Lamunan tadi akhirnya balik lagi setelah saya melihat sebuah titik hitam di whiteboard yang ternyata adalah noda spidol. “Oh iya sekarang aku masih di kelas”. Baru nyadar daritadi mikirin yang lain, untung ga dimarahin dosen. Kalo diingat-ingat lagi, bener juga ya yang dipikirin tadi. Posisi saya disini adalah semacam “KOPONG” tentang hal-hal yang berbau dengan akuntansi dan ilmu ekonomi. Di saat teman-teman yang lain sudah bisa mengerjakan soal, saya masih roaming, berpikir lalu loading untuk memahami apa maksud dari soal itu. Jujur saja saya memang kurang dalam memahami mata kuliah non manajemen, tapi saya masih berusaha keras untuk itu. Beruntungnya, orang tua tidak pernah sekali pun memarahi jika nilai C menghiasi KHS saya. Mereka paham betul jerih payah saya dalam menjalani ini semua. Saya juga tidak malu kalo masih kurang ini itu, buka aib dan pamer nilai C untuk mata kuliah tertentu. Karena ya ini proses belajar. Jelek yaudah biarin, terus tingkatin lagi. Kalo jelek lagi berarti belum paham. Kalo jelek terus ya mungkin nasib. Tapi kalo udah pinter, terus ngapain kuliah hah?
**

“Tuh kan ngelamun mikirin lagi. Ampun dah.”

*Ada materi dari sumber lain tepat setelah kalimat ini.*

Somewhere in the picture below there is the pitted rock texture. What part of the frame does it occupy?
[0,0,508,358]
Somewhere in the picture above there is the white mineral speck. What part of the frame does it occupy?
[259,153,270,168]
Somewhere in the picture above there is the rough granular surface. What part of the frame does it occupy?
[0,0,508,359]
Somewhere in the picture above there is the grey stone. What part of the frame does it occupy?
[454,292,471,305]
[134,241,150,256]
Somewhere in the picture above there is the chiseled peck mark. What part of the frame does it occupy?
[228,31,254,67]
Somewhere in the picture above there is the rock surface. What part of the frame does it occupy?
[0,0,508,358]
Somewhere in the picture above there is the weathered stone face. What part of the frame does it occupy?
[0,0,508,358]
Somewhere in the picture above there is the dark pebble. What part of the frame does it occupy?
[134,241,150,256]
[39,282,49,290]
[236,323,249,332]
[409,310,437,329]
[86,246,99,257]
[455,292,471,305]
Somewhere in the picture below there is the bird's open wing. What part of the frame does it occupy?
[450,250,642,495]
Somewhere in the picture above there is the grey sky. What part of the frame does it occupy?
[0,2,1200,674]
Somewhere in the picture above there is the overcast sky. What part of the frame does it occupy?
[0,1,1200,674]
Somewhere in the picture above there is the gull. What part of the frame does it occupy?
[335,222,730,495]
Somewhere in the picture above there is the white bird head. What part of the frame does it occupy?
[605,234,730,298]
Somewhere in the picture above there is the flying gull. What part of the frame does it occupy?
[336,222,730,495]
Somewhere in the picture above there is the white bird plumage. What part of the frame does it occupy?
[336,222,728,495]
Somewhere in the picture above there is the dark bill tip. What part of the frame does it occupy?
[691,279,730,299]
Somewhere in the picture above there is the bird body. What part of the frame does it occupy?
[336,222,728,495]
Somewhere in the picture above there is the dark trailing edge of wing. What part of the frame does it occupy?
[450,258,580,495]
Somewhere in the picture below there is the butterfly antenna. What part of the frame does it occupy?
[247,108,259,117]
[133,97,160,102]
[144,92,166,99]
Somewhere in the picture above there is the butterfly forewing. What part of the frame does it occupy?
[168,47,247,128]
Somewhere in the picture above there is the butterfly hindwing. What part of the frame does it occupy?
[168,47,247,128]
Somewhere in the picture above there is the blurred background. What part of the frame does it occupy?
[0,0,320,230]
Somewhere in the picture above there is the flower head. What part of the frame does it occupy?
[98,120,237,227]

Ini entah sudah sadar yang kesekian kalinya. Dan yang terakhir tadi itu mikirin hal yang serandom-randomnya. Coba bayangkan, di tengah-tengah situasi hening dosen lagi menerangkan variable costing, saya masih sempat-sempatnya ngedumel ngebatin: “Gila ini matkul, daritadi mantengin ga paham-paham, masih lebih gampang belajar subnetting networking!”. Astaga, rupanya virus gagal move on pun kumat lagi L --feeling sad.
Yah, ini emang ujung-ujungnya ngebahas gagal move on. Mau gimana lagi kalo udah cinta, ya susah mau berpaling ke yang lain. Kalo udah suka sama suatu bidang, ya susah buat berpaling ke bidang yang lain. Woy jadi orang jangan idealis dong!. Justru kalo ngomongin passion harus spesifik & musti idealis men!. Dua sisi batin yang saling bertolak belakang pun memberontak. Sekali lagi, perenungan ini pasti berujung pada pemberontakan. Konflik batin.
**

Sudah. Saya sudah capek perang. Perang karena mikirin yang enggak-enggak. Saya mau fokus. Masih ada lima semester (mungkin kurang) ke depan untuk merubah sesuatu dari kopong menjadi berbobot. Saya tidak mengejar target harus lulus cepat, walau saya ingin. Tapi saya lebih ingin lulus di saat yang tepat. Keadaan ini sudah gelap juga terlanjur jatuh, maka saya harus berdiri dan terkadang merunduk, meraba-raba mencari jalan keluarnya. Kondisi ini sudah basah dan tenggelam didesak tekanan, maka saya harus bergerak untuk berenang dan menyusuri hingga muaranya. Berjuanglah, apapun bidang yang ditempuh. Berproseslah, itu semua jalanmu. Dan sekarang saya sudah yakin. Saya ndak mau jadi abal-abal.